Idealerweise sollten Methoden zur Bestimmung der Carbapenemase eine kurze Durchlaufzeit haben, um eine rechtzeitige Umsetzung von Kontrollmaßnahmen sicherzustellen. Dies könnte durch Schwierigkeiten beim Nachweis von Carbapenemaseproduzenten in Frage gestellt werden, da MKS gegenüber Carbapenemen erhöht, aber in empfindlichem Bereich oder sogar niedrig sein könnten, wie in Enterobacteriaceae und A. baumannii .

Die relevante Methodik mit spezifischem Labortest ist jedoch noch nicht standardisiert. Der modifizierte Hodge-Test ist der einzige von CLSI empfohlene Test zum phänotypischen Nachweis von Carbapenemase-Produzenten, es fehlt jedoch häufig an Sensitivität und Spezifität. Es gibt auch mehrere Inhibitor-basierte Tests mit verschiedenen Inhibitoren (EDTA und Phenanthrolin als Inhibitoren von MBLs, Phenylboronsäure als Inhibitor von KPC) in Kombination mit Carbapenem (z. B. Meropenem) oder Cephalosporin (z. B. Ceftazidim) in verschiedenen Formaten -Disk Diffusion oder Bouillon Verdünnung oder -Test .

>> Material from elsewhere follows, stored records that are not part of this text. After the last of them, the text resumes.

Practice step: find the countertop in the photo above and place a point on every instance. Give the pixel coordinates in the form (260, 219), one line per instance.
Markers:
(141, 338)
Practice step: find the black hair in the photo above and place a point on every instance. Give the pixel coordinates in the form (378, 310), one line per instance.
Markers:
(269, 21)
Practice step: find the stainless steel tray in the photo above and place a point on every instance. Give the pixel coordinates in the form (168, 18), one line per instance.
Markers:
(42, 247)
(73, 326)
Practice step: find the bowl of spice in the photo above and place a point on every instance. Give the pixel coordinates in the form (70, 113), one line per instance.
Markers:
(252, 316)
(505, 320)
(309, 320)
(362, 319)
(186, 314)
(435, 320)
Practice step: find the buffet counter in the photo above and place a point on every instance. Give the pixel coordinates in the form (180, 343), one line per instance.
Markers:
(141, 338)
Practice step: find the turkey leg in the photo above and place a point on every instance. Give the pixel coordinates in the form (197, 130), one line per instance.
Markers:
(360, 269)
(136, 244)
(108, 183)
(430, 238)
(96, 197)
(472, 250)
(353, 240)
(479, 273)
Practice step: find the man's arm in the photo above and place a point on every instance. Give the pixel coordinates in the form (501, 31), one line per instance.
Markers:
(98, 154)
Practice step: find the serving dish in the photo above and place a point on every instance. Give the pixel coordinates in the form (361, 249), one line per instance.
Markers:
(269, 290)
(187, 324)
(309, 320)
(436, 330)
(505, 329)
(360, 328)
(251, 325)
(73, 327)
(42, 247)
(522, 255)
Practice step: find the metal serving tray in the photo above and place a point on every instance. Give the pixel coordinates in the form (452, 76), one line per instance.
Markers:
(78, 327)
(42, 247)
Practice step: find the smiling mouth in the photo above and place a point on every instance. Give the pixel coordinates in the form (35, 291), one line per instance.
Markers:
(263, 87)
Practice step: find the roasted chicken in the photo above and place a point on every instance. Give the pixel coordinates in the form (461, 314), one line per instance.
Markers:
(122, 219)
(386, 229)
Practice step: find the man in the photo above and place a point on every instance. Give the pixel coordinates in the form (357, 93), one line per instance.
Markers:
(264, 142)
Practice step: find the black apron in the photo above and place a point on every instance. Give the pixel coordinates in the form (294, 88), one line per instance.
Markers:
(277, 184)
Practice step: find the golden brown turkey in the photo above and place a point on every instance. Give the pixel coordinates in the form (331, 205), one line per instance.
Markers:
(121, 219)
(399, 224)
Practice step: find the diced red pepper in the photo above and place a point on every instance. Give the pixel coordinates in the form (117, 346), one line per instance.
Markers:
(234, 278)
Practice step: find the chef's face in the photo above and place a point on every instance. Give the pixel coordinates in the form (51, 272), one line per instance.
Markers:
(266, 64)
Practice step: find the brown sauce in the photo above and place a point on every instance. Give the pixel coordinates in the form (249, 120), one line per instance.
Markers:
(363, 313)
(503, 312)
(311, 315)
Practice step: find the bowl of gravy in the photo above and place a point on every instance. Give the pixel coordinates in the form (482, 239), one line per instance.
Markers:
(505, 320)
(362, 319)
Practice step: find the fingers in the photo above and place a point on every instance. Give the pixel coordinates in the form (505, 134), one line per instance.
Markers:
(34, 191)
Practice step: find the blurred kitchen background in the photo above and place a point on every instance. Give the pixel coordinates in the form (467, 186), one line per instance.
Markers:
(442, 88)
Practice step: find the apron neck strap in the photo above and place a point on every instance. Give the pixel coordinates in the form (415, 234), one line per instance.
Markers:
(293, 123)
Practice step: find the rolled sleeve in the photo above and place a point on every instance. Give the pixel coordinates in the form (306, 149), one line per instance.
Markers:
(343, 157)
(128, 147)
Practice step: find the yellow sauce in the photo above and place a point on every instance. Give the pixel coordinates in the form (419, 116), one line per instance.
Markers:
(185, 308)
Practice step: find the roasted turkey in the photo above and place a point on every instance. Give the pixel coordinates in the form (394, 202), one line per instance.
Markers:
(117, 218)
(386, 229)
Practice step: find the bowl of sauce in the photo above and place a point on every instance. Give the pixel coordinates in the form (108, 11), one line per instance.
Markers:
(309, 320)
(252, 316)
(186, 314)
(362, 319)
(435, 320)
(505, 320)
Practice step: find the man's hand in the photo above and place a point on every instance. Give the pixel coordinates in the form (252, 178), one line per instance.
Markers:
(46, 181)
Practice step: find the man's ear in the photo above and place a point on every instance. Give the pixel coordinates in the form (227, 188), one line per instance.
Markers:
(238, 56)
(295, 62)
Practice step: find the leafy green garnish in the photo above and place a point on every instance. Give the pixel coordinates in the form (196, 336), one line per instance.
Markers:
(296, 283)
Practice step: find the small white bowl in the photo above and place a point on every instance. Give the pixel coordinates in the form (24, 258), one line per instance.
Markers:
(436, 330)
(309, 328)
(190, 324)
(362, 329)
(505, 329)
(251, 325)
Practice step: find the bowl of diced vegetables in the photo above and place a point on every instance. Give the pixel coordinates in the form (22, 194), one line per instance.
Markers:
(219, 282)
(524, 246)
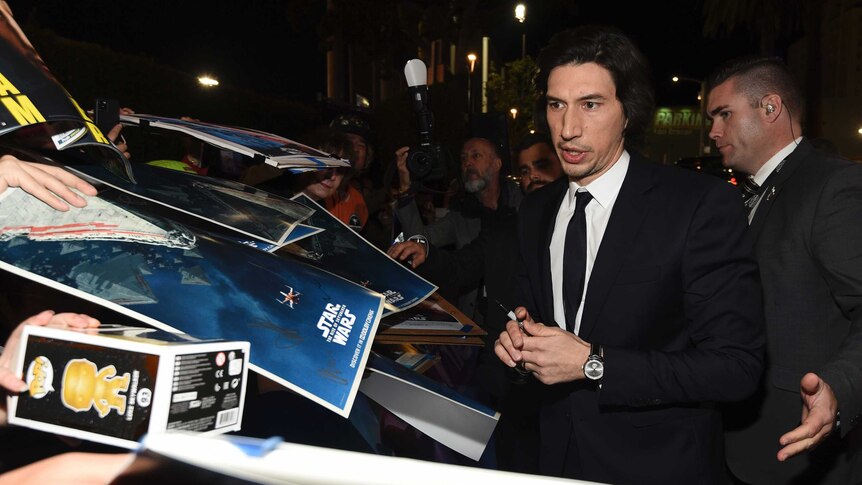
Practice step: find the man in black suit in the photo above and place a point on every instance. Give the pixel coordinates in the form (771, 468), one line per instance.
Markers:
(806, 223)
(662, 299)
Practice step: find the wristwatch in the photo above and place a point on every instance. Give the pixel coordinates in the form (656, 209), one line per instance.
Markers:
(594, 367)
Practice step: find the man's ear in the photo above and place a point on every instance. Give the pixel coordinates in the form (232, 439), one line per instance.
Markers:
(772, 106)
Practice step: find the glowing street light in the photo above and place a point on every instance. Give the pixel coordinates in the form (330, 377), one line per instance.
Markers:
(207, 81)
(471, 58)
(701, 97)
(521, 16)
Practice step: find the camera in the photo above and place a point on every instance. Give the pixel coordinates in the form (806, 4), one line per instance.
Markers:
(427, 160)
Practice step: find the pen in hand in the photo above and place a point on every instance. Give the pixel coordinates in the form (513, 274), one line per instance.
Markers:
(511, 315)
(519, 366)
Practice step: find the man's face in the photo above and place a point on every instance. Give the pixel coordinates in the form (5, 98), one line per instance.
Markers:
(586, 120)
(538, 166)
(737, 128)
(479, 164)
(360, 151)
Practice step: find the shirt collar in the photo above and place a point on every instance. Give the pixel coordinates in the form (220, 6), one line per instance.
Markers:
(605, 188)
(768, 167)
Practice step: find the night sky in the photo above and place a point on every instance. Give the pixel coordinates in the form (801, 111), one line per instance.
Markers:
(272, 46)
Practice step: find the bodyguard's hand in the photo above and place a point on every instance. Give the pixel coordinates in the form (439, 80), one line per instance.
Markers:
(47, 183)
(819, 409)
(408, 252)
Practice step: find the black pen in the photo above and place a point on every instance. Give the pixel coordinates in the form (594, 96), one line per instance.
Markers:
(519, 366)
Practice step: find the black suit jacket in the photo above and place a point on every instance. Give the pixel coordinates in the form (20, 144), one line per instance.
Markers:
(808, 241)
(674, 298)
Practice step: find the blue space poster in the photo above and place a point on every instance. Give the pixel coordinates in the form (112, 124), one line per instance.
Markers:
(309, 330)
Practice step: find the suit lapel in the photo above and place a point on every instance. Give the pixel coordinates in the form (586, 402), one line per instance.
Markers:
(773, 185)
(626, 219)
(549, 218)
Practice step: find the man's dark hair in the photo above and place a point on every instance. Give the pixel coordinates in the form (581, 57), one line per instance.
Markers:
(614, 51)
(757, 76)
(532, 139)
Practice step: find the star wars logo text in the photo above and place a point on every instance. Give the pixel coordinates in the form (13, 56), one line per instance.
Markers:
(18, 104)
(335, 323)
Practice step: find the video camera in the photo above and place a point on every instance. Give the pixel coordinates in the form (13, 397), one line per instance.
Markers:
(426, 161)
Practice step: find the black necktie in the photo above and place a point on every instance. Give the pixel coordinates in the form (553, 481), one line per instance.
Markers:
(750, 191)
(575, 259)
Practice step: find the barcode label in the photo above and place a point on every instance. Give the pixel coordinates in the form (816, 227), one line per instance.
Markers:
(227, 418)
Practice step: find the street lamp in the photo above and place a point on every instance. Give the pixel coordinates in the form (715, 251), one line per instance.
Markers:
(701, 97)
(471, 58)
(521, 16)
(207, 81)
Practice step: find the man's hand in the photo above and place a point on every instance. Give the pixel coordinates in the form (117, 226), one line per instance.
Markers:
(8, 379)
(550, 353)
(47, 183)
(403, 171)
(410, 252)
(819, 409)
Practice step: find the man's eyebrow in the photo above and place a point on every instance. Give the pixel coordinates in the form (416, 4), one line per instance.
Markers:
(586, 97)
(717, 110)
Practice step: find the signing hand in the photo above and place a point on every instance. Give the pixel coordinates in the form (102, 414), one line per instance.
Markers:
(8, 379)
(405, 251)
(819, 409)
(47, 183)
(550, 353)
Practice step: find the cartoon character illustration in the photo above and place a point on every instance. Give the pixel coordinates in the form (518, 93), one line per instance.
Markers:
(85, 386)
(40, 373)
(290, 297)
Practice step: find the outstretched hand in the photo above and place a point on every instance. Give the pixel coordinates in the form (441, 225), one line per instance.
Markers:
(819, 411)
(552, 354)
(8, 379)
(409, 252)
(47, 183)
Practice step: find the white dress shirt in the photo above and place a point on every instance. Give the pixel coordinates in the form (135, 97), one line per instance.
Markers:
(598, 211)
(767, 168)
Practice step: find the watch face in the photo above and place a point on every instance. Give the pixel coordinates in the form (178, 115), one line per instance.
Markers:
(594, 369)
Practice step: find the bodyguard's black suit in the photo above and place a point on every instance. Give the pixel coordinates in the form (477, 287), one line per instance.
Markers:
(808, 241)
(674, 298)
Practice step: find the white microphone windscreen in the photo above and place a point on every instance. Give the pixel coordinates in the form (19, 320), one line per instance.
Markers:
(416, 73)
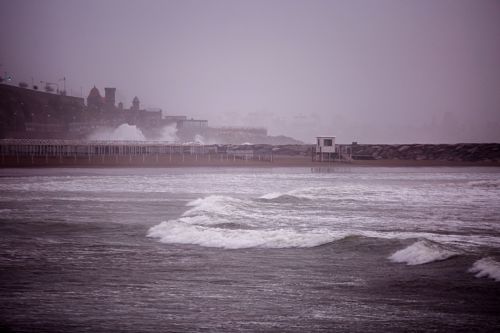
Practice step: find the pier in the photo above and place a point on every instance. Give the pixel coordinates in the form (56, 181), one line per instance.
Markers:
(31, 152)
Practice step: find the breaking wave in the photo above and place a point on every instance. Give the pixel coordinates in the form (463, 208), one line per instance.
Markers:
(176, 232)
(423, 252)
(486, 267)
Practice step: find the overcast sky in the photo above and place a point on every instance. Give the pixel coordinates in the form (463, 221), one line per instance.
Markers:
(367, 71)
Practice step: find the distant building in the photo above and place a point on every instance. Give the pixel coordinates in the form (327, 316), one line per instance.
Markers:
(109, 98)
(95, 100)
(135, 104)
(326, 149)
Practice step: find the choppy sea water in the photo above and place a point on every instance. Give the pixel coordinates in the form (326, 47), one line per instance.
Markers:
(246, 250)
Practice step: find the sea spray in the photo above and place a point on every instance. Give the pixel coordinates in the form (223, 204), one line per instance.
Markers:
(124, 132)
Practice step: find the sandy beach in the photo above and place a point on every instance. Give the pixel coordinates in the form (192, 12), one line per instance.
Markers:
(216, 161)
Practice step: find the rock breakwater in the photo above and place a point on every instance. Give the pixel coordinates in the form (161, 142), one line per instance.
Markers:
(466, 152)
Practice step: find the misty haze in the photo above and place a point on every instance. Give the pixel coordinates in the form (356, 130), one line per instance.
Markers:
(250, 166)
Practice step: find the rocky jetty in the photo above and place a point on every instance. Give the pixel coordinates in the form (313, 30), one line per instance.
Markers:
(466, 152)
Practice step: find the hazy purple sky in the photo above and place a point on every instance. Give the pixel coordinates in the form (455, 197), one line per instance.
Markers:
(370, 71)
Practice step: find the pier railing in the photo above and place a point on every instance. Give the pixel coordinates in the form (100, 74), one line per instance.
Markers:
(75, 149)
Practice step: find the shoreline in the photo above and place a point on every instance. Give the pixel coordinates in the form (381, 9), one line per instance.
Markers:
(143, 161)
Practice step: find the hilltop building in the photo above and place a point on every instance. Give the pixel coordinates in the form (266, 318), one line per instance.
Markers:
(33, 114)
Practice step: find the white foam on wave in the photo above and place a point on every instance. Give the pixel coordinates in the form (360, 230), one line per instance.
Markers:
(220, 205)
(422, 252)
(305, 193)
(486, 267)
(175, 232)
(492, 183)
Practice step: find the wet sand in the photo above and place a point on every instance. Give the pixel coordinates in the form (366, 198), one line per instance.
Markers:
(216, 161)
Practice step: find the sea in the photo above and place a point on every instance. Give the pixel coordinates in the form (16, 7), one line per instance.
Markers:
(335, 249)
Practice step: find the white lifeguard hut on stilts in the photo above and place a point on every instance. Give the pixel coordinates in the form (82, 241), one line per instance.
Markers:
(326, 149)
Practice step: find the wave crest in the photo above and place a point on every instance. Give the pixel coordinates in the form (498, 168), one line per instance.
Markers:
(422, 252)
(486, 267)
(175, 232)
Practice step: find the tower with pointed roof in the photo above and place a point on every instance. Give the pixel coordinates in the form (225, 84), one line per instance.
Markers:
(94, 99)
(135, 104)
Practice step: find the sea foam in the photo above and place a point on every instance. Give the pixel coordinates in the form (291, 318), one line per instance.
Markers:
(486, 267)
(422, 252)
(175, 232)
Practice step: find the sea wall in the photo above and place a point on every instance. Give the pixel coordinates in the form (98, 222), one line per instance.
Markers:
(462, 152)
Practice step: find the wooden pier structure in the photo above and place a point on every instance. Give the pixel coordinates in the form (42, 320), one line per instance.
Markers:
(31, 152)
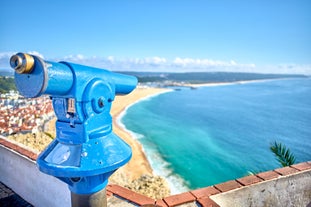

Es gibt keinen spezifischen Inhibitor, der zum Nachweis von Carbapenemasen der Klasse D verwendet werden könnte, aber es gibt Berichte über die Verwendung von Temocillin allein (oder in Kombination mit Avibactam) für diesen Zweck .

Der Carba NP-Test ist ein einfacher biochemischer Test, der auf der Hydrolyse von Imipenem basiert und durch eine Änderung der Farbe des Indikators aufgrund einer Abnahme des pH-Werts nachweisbar ist. Er ist in den meisten mikrobiologischen Labors anwendbar, obwohl der Referenzstandard für den Nachweis der Carbapenemaseproduktion die spektrophotometrische Messung der Carbapenemhydrolyse in Gegenwart oder Abwesenheit eines Inhibitors ist, aber er ist immer noch Referenzlaboratorien vorbehalten . Kürzlich ermöglichte die Verwendung der Massenspektrometrie (MALDI-TOFF) basierend auf der Analyse des Abbaus von Carbapenemmolekülen den schnellen Nachweis von KPC-Carbapenemase (in 45 Minuten) oder MBL (in 150 Minuten) . Schließlich könnten Simplex- oder Multiplex-PCR-, Echtzeit-PCR- oder Hybridisierungstests den Nachweis von Carbapenemase-Genen im klinischen Labor unter Umgehung der Sensitivitäts- und Spezifitätsprobleme bei phänotypischen Tests erheblich verbessern. Molekulare Methoden erfordern jedoch teure Geräte und geschultes Laborpersonal.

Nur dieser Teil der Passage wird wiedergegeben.